The European Union delegation to the UN supported this stance, pointing to the bloc’s support for the Mozambican armed forces, SAMIM, and Rwanda’s intervention: “always in the spirit of ‘African solutions to African problems.’”
Security concerns linger over elections in Mocímboa da Praia
Renamo, Mozambique’s main opposition party, has voiced opposition to the holding of local elections in Mocímboa da Praia district in October on the grounds that security and fairness cannot be guaranteed. According to the Center for Public Integrity (CIP), the Electoral Administration Technical Secretariat has proposed registering all voters in Mocímboa da Praia district within the municipality, rather than throughout the district like the rest of Cabo Delgado, due to the unpredictability of the security situation. CIP also questions whether the National Elections Commission (CNE) has the funds to pay for the air transport services necessary to support the logistics of the elections, which could cost more than 2 million US dollars. CNE is expected to decide this week on whether to exclude Mocímboa da Praia from the elections in light of these challenges.

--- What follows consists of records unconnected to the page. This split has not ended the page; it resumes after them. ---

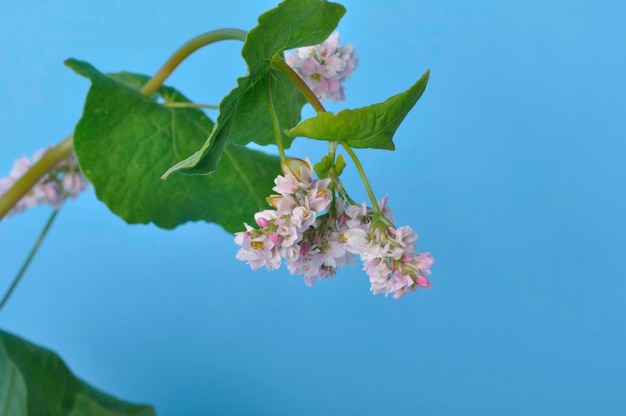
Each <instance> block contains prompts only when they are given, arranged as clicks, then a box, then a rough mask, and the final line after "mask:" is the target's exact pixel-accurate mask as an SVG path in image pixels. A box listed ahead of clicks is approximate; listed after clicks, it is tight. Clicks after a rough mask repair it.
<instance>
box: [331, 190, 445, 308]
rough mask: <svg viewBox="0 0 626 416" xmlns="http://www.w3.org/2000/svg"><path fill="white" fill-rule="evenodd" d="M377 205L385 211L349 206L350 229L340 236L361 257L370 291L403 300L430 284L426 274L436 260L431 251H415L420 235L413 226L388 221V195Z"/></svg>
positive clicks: (345, 248)
mask: <svg viewBox="0 0 626 416" xmlns="http://www.w3.org/2000/svg"><path fill="white" fill-rule="evenodd" d="M378 205H379V207H380V210H381V211H382V214H376V213H373V212H372V211H371V210H369V209H368V208H367V207H366V206H365V204H363V205H362V206H358V205H351V206H349V207H348V208H347V209H346V213H345V215H346V217H347V220H346V225H347V230H346V231H345V232H344V233H343V234H342V235H341V237H342V241H343V243H344V248H345V249H346V250H347V251H348V252H350V253H354V254H357V255H359V257H360V258H361V261H362V262H363V270H365V272H366V273H367V275H368V276H369V278H370V283H371V288H370V290H371V291H372V292H373V293H374V294H375V295H376V294H379V293H384V294H385V295H388V294H390V293H391V294H393V297H394V299H400V298H401V297H402V296H404V295H405V294H407V293H409V292H414V291H415V290H417V289H418V288H428V287H430V281H429V280H428V278H427V276H428V275H429V274H430V267H431V266H432V265H433V263H434V259H433V258H432V256H431V255H430V253H420V254H415V249H416V248H417V234H416V233H415V231H413V229H411V227H410V226H408V225H405V226H403V227H399V228H395V227H393V226H392V225H390V224H389V223H388V222H389V221H393V216H392V212H391V208H389V207H388V206H387V197H385V198H383V199H382V200H381V201H380V202H379V203H378ZM381 215H382V217H384V218H381Z"/></svg>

Secretary of state for youth and employment visits Cabo Delgado
The Secretary of State for Youth and Employment, Oswaldo Petersburgo, visited Cabo Delgado last week, inspecting a project in Pemba to train 464 young people coming from around the province, mainly from conflict-hit districts, as well as a vocational training project in Palma.

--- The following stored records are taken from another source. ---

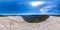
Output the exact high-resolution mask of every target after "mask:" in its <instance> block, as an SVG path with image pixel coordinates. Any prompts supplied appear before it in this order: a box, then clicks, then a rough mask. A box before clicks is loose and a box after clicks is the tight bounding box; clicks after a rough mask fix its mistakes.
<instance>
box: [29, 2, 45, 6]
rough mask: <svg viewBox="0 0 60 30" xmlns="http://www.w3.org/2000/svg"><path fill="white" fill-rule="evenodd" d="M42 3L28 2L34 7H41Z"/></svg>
mask: <svg viewBox="0 0 60 30" xmlns="http://www.w3.org/2000/svg"><path fill="white" fill-rule="evenodd" d="M44 3H45V2H43V1H34V2H30V5H32V6H34V7H36V6H39V5H42V4H44Z"/></svg>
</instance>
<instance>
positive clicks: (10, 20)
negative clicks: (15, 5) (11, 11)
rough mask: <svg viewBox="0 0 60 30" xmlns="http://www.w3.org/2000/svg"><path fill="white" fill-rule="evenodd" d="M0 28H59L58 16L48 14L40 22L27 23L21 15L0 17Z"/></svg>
mask: <svg viewBox="0 0 60 30" xmlns="http://www.w3.org/2000/svg"><path fill="white" fill-rule="evenodd" d="M0 30H60V17H55V16H50V17H49V18H48V19H47V20H46V21H44V22H41V23H27V22H25V21H24V19H23V18H22V17H21V16H6V17H0Z"/></svg>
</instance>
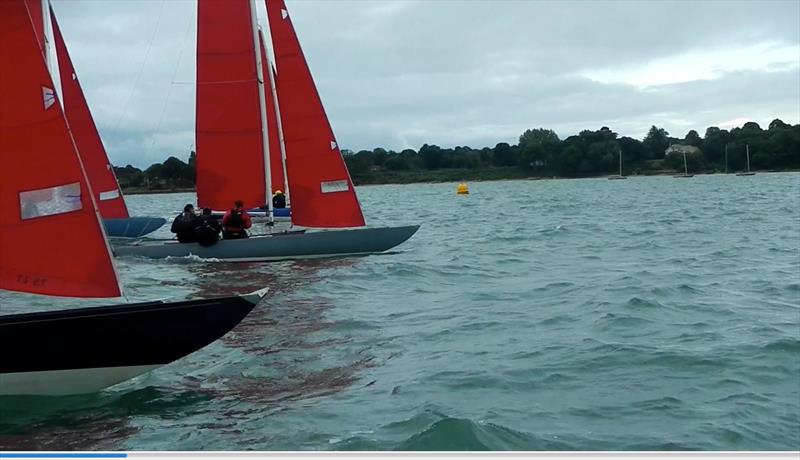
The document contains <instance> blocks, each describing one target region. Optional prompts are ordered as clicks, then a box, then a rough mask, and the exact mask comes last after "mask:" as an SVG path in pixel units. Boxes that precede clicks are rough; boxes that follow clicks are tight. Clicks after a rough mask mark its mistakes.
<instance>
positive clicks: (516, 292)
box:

Petersburgo also held a meeting with the UN Office for Project Services in Pemba, discussing progress on the World Bank-funded Northern Crisis Recovery Project – known by the Mozambican government as the Cabo Delgado Reconstruction Project (Plano de Reconstrução de Cabo Delgado).

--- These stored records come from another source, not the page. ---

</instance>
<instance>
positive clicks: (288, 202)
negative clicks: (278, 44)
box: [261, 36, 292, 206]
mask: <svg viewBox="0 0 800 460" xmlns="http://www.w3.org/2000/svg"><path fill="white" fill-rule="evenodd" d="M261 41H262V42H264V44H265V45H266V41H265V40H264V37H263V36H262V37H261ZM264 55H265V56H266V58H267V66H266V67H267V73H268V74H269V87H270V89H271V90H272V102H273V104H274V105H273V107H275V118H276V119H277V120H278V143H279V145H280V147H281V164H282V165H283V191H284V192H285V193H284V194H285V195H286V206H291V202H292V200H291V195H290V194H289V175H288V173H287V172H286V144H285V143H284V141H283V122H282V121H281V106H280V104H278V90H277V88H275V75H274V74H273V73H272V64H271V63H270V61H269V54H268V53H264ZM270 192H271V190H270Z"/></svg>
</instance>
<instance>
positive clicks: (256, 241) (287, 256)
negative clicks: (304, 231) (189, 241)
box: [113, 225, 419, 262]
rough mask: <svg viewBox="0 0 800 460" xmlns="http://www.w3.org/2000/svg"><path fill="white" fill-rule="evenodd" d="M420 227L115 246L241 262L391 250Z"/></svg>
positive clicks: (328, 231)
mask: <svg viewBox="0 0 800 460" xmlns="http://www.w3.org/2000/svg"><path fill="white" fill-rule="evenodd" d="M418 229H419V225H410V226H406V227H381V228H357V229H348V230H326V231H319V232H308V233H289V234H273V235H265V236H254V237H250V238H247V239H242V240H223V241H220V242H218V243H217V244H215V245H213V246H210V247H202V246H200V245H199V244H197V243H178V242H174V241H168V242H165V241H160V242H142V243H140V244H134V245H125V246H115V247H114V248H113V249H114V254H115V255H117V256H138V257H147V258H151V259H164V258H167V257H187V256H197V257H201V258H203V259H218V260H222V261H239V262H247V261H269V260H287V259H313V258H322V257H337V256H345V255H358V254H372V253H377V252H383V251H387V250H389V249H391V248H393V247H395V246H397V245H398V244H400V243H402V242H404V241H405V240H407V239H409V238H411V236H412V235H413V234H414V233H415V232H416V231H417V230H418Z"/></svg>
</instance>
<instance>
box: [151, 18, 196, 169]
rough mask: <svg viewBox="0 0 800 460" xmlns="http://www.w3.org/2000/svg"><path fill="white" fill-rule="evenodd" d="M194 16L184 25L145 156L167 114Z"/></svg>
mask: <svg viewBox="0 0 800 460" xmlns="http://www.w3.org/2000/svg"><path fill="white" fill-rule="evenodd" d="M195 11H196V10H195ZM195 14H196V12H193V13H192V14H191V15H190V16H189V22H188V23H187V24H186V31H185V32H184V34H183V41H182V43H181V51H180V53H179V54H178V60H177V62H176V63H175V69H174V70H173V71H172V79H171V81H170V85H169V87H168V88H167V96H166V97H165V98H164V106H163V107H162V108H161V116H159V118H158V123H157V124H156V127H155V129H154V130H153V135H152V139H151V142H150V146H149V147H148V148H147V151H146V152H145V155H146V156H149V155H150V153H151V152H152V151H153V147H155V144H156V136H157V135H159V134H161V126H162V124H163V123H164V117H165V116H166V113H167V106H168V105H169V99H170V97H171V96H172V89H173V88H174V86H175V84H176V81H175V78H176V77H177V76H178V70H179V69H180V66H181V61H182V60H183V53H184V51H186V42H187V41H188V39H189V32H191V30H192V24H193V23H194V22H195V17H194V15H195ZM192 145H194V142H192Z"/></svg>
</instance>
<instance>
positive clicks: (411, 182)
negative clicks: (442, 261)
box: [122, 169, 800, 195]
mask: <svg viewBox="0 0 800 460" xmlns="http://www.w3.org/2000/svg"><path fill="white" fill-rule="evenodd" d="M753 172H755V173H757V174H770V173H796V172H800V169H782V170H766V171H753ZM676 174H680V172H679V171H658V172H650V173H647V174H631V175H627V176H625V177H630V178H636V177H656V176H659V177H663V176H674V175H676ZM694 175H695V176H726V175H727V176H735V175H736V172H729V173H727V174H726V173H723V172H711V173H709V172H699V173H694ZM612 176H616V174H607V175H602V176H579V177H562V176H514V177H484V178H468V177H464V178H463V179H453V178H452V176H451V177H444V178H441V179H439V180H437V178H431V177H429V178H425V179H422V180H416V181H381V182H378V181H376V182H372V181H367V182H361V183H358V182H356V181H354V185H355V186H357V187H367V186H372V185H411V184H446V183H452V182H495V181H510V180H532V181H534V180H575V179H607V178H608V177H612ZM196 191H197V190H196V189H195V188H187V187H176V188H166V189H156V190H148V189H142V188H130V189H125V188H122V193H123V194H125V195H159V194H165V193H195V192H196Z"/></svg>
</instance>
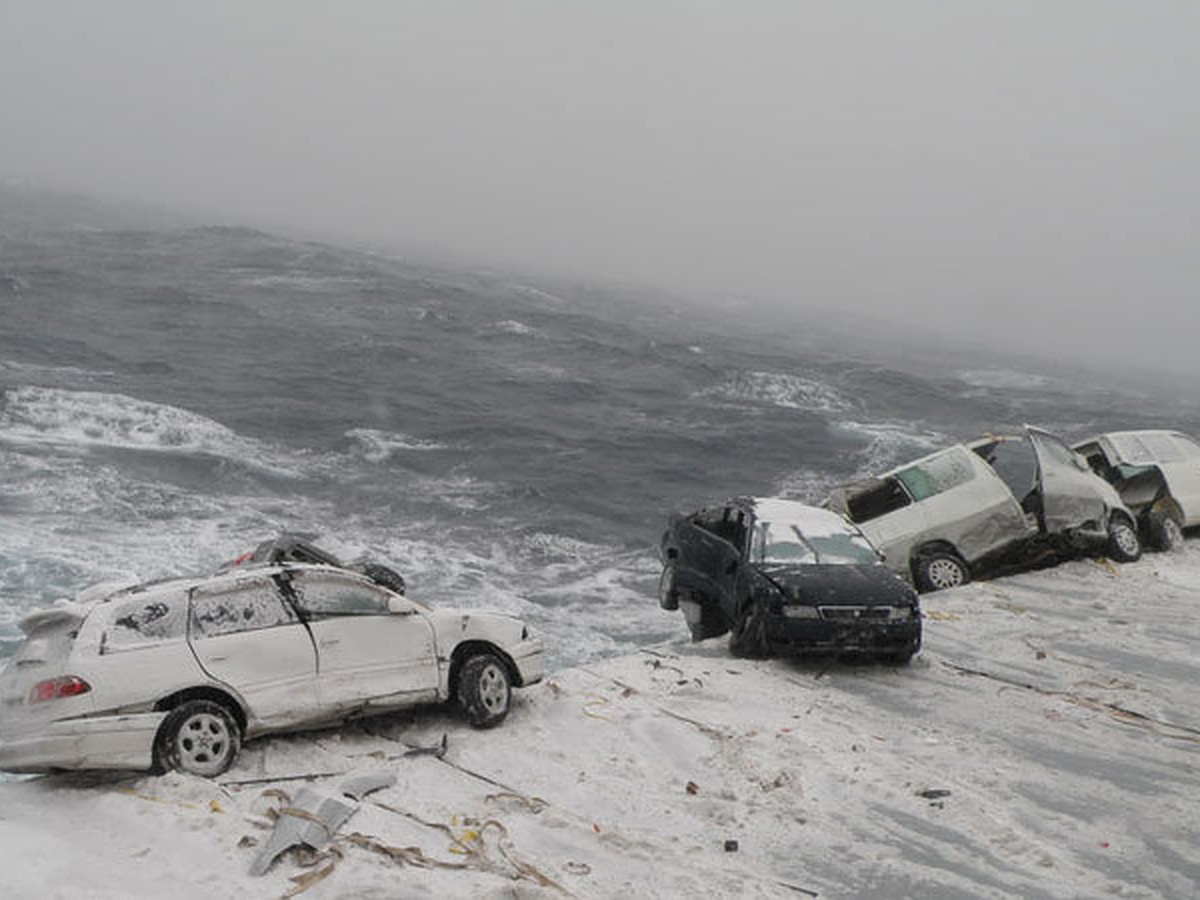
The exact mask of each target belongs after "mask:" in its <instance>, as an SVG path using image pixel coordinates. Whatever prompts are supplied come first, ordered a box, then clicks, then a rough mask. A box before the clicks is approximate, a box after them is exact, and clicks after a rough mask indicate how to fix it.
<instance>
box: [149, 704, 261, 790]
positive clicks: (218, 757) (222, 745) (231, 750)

EU ambassador to Mozambique visits Cabo Delgado
The EU ambassador to Mozambique, Antonino Maggiore, paid a three-day visit to Cabo Delgado last week, signing a 15 million euros development grant for the province to be disbursed under the EU’s ResiNorte (Resilience for the North) program in partnership with the UN Development Programme and the UN Population Fund.
Maggiore also visited Rwandan and Mozambican security forces in Mocímboa da Praia. At the end of his trip, he said he was very impressed with the work of RDF and SAMIM, as well as the Mozambican forces. Speaking to reporters, he described the humanitarian picture as “very difficult” but emphasized “the people are not left alone” by the government, international community, or non-governmental organizations.
The visit comes as Mozambique awaits Jean-Christophe Rufin’s report on the humanitarian situation in Cabo Delgado commissioned by TotalEnergies. Maggiore’s spirit of optimism contrasts somewhat with the Doctors Without Borders assessment the week before of a ‘protracted crisis’ in Cabo Delgado.